見守る瞳

 



花が咲いた (柊の独白 / 忍人ルート)


回廊にひとひら、花びらが舞い落ちる。

この季節、わが君は部屋の扉を固く閉ざし、決して外に出ようとはしない。

政務を滞りなくこなし、接見した使節に笑顔さえ向けながら、彼女の心は永遠の闇の中を彷徨っている。




「君が……」

もの言わぬ亡骸が横たわっていた場所に目を向ける。

「君がわが君の御心を、黄泉に連れ去ってしまったのですね」




宮の者たちが気を遣って、桜の木を切り倒そうとしたとき、わが君は号泣しながら止めた。

もうどんな命も失いたくないと。

その絶望の深さに、皆は声を失った。




だから今年も、宮の中庭に薄紅の切片は舞い散る。

君を忘れることは、誰にもできない。

「忍人……君は本当にずるい人ですね」

生きていたなら、どれほど辛辣に言い返されたかわからない言葉。

今、返ってくるのは、冷たい沈黙のみ。




変えられなかった運命、変わらなかった既定伝承。

花びらの舞う中庭に佇み、私は独り、手の中の竹簡を握りしめた。




* * *





ほら、光はそこに (白龍の独白 / 譲ルート)


私の神子は、輝くような笑顔と清らかな魂の持ち主。

闇を照らす太陽の如く、人々の心に希望をもたらす。




けれど今、あなたは幼子のように小さく身体を丸め、まわりのすべてを拒んでいる。

あの日……譲の命が失われた瞬間から。

心に映るのは過去の思い出と、波のように繰り返し打ち寄せる後悔。

頬を涙が濡らしていないときも、あなたの魂は泣き叫び続けている。




神子、あなたは何度も拒んだけれど、どうか私の欠片を使って。

指先から少しずつ冷えていくあなたを見ていることができない。




欲する光はすぐそこ……隣り合う時空にあるのだから。

どうか扉を開いて、美しい笑顔を取り戻して。

私の欠片を、今、あなたにあげるから……。




* * *




君を愛している (友雅の独白 / 鷹通ルート)


少しはにかんで微笑む君。

その視線の先に、見たこともないほど柔らかな光をたたえた瞳。

初めて会う人間でも、君たちがどれだけ深く想い合っているかはすぐにわかるだろう。




あと半月もしないうちに、二人は京を去るという。

月の姫はその身ばかりでなく、彼女に心囚われた公達まで連れ去るのか。

この世のすべては泡沫の夢、失うことに痛みなど覚えないと思っていたのに。




まいったね、神子殿。

君は私の心に情熱を思い出させ、それと同時に、さまざまな苦痛さえも甦らせた。

君というかけがえのない光。

そして、私の傍らでいつも私を照らしてくれていたもう一つの…光。

その両方が、もうすぐ永遠に消えてしまう。




私は君を愛しているよ、神子殿。

君がもたらしたものすべて、そして、君とともに消えようとしているものすべてを心から愛している。

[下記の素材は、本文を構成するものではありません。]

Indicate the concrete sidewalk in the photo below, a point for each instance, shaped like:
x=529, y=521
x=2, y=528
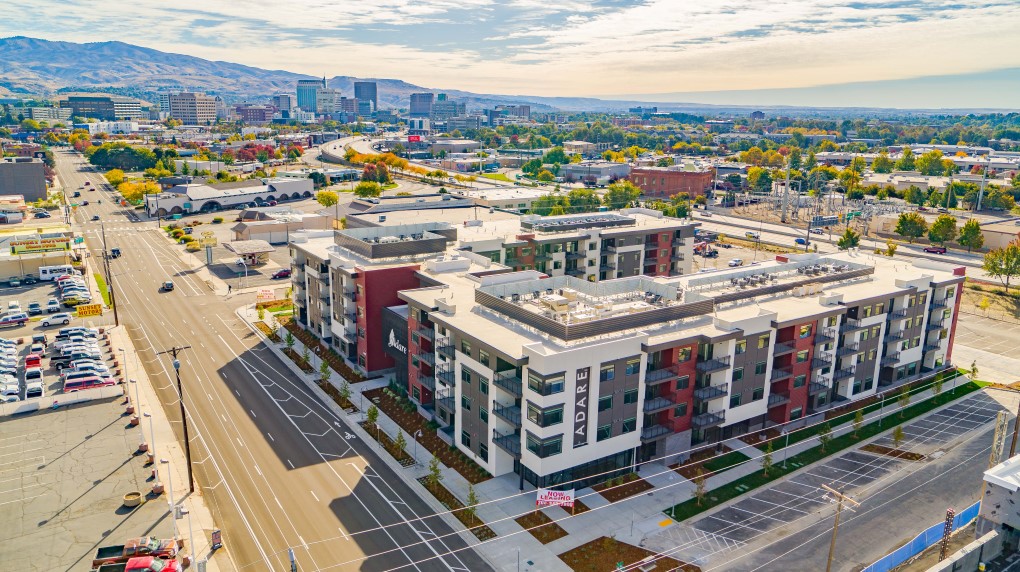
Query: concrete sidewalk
x=156, y=431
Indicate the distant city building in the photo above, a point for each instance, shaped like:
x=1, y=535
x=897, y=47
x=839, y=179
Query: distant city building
x=421, y=105
x=107, y=108
x=193, y=108
x=49, y=113
x=24, y=176
x=306, y=93
x=367, y=91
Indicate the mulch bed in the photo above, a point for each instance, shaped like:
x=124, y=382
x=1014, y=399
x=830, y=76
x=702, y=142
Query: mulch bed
x=296, y=358
x=621, y=487
x=400, y=455
x=412, y=422
x=447, y=499
x=889, y=452
x=603, y=554
x=541, y=526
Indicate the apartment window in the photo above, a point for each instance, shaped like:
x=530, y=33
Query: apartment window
x=607, y=373
x=633, y=367
x=628, y=425
x=545, y=448
x=545, y=386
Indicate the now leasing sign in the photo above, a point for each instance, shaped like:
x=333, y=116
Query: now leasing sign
x=580, y=406
x=549, y=498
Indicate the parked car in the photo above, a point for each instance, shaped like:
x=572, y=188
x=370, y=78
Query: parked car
x=53, y=319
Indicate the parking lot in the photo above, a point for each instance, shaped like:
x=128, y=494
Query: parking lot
x=762, y=515
x=63, y=474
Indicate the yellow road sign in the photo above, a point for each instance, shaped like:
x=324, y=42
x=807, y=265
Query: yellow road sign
x=86, y=310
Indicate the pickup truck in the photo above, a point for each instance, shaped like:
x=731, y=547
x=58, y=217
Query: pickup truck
x=144, y=547
x=143, y=564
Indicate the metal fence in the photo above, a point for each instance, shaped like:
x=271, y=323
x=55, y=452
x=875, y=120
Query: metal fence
x=926, y=538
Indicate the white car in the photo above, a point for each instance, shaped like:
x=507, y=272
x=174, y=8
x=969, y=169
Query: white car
x=54, y=319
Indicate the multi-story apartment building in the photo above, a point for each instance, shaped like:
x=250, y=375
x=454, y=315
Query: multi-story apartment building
x=193, y=108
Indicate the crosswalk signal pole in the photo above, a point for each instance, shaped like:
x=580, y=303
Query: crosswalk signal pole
x=839, y=499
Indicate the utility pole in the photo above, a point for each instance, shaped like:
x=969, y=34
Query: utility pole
x=839, y=499
x=184, y=417
x=109, y=276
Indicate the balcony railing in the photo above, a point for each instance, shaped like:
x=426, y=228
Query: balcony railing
x=775, y=400
x=508, y=413
x=781, y=373
x=656, y=405
x=710, y=393
x=509, y=381
x=706, y=420
x=783, y=348
x=714, y=364
x=649, y=433
x=509, y=443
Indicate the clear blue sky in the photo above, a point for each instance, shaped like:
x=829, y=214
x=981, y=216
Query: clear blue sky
x=564, y=47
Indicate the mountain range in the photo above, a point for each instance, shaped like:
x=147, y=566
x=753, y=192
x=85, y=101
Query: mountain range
x=40, y=67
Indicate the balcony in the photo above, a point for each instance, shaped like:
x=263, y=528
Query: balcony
x=781, y=373
x=655, y=431
x=783, y=348
x=890, y=360
x=706, y=420
x=844, y=373
x=847, y=350
x=508, y=413
x=660, y=375
x=710, y=393
x=509, y=381
x=815, y=387
x=824, y=336
x=656, y=405
x=510, y=443
x=714, y=364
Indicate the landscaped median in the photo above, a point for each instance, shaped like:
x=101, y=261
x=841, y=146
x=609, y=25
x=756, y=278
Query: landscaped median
x=732, y=489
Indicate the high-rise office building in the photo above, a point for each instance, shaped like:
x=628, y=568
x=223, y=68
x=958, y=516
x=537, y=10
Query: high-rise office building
x=421, y=104
x=367, y=91
x=306, y=93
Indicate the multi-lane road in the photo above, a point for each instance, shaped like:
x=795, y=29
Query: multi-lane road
x=281, y=471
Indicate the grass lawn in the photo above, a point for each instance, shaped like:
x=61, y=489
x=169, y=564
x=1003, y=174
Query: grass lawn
x=101, y=283
x=733, y=489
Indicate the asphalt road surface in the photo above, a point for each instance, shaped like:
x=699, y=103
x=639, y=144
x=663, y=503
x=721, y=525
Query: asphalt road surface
x=281, y=470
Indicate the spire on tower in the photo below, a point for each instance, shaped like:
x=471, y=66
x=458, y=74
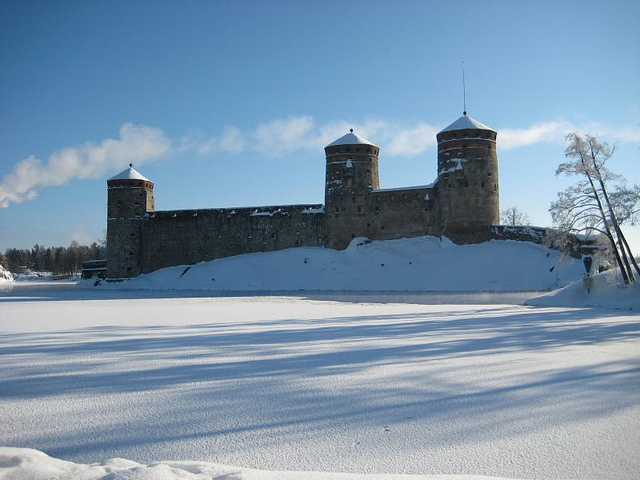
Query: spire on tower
x=464, y=93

微笑みながらそれらを見送るのが、私に与えられた罰…なのかもしれないね。




* * *




雨上がり (勝真の独白 / 幸鷹ルート)


いつも気丈に笑っていたあいつが、真っ青な顔でブルブル震えてすがってきた。

「幸鷹さんが戻らない」

と。

検非違使庁でも行方をつかみかねていると聞いて、俺は馬を駆り、幸鷹の巡察先をしらみつぶしに当たった。

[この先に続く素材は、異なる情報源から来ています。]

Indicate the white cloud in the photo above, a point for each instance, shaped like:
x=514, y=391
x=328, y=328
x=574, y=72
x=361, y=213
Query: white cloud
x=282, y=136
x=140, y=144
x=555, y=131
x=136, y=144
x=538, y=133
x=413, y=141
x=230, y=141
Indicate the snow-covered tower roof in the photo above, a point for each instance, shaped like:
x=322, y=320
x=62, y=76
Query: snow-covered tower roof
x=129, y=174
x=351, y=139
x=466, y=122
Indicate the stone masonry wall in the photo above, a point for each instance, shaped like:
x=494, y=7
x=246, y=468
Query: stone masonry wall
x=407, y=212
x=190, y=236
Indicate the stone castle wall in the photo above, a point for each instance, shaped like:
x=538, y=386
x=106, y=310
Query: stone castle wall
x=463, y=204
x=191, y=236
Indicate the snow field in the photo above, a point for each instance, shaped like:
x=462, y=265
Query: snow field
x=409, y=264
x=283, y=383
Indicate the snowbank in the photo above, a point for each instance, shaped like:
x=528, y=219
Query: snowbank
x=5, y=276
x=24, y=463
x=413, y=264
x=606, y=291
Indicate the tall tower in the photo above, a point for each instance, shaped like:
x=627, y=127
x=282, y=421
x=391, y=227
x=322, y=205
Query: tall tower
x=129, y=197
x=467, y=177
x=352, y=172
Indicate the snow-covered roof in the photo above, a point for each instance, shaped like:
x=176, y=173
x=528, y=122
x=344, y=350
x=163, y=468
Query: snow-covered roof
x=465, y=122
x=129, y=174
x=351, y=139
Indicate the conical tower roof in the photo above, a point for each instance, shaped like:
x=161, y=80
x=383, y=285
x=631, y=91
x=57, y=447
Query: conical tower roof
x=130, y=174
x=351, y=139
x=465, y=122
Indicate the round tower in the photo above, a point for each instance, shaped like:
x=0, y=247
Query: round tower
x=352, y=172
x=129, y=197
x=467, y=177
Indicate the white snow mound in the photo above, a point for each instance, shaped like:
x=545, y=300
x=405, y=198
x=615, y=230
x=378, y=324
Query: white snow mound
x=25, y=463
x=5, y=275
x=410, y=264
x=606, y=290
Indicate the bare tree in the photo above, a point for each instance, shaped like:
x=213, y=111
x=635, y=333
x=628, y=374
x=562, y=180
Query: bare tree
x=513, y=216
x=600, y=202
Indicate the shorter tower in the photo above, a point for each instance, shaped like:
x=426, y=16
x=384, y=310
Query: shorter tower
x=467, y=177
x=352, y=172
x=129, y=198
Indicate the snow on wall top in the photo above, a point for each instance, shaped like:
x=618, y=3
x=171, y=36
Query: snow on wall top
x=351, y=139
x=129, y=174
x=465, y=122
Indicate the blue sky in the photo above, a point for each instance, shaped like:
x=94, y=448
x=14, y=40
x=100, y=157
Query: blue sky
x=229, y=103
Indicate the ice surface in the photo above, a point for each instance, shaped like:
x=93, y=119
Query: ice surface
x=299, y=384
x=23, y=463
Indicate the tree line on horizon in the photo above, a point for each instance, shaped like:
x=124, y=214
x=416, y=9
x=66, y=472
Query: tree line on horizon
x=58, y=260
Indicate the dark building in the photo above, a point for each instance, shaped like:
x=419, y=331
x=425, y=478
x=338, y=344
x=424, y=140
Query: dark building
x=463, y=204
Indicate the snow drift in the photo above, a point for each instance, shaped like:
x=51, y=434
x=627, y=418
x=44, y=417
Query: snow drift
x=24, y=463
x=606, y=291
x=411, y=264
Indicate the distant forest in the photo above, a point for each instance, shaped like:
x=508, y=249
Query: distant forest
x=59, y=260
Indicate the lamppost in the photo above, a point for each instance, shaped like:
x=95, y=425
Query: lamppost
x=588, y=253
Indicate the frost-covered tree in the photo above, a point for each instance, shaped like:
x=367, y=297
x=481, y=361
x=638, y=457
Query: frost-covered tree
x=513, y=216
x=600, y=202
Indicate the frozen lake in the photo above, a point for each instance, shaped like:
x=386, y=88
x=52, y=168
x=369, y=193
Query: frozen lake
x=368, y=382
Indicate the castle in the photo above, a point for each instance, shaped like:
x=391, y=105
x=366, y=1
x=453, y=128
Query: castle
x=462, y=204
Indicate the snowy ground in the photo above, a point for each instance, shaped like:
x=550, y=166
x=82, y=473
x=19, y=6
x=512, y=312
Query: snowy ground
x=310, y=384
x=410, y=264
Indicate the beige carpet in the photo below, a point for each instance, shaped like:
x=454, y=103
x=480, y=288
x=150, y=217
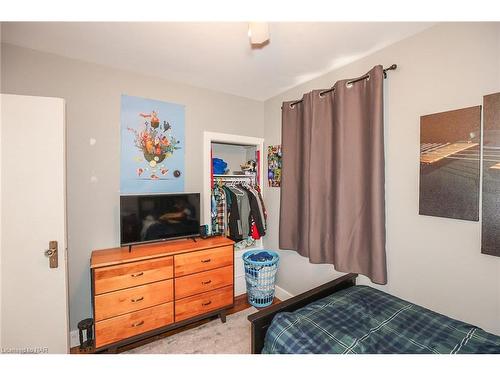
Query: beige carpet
x=232, y=337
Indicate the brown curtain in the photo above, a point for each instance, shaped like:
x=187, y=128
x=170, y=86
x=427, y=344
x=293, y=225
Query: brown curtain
x=332, y=191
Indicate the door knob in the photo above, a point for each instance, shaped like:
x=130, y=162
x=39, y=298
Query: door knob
x=51, y=253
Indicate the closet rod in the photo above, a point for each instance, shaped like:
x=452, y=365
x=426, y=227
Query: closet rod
x=392, y=67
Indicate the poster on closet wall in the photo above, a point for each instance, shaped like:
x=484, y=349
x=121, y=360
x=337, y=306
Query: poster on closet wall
x=449, y=164
x=274, y=165
x=490, y=224
x=152, y=146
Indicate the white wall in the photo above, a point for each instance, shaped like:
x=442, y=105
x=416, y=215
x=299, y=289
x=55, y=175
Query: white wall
x=233, y=155
x=432, y=261
x=1, y=304
x=92, y=94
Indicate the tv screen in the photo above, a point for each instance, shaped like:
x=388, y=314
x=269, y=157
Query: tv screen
x=149, y=218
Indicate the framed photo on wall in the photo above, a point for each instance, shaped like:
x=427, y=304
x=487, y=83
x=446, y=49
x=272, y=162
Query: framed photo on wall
x=450, y=164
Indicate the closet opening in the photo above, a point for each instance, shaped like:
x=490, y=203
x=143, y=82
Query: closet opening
x=236, y=174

途中、翡翠やイサトも加わり、泰継の式神も動員して、ようやく探し当てた山中。

土砂降りの雨の中、崖下に転落した牛車の中で幸鷹はまだ生きていた。




必死の手当と、徹夜の看護。

何日も何日も眠らずに、花梨はその枕辺に寄り添った。

あんなに八葉全員に気を配っていた奴が、幸鷹だけを見つめ、幸鷹だけを気遣い、その手を握り続けた。




長い雨が上がるとともに、幸鷹は意識を取り戻し、俺たち一人ひとりに礼を言った。

その言葉で夢から醒めたように、花梨が俺たちを見つめる。

「私……」

「今度は君が休む番だよ、かわいい人。その後で私たちに笑顔を見せておくれ」

遮るように、翡翠が口を開く。

俺たちはわかってしまったから。

神子という立場を離れたとき、おまえの心が誰に向けられているかを。




幸鷹の邸の門を出ると、雨上がりの真っ青な空が広がっていた。

少し眩しすぎる光に、俺たちは顔を見合わせ、苦笑いする。

そう、明日からも怨霊退治は続く。

俺たちはあいつの八葉なんだから……な。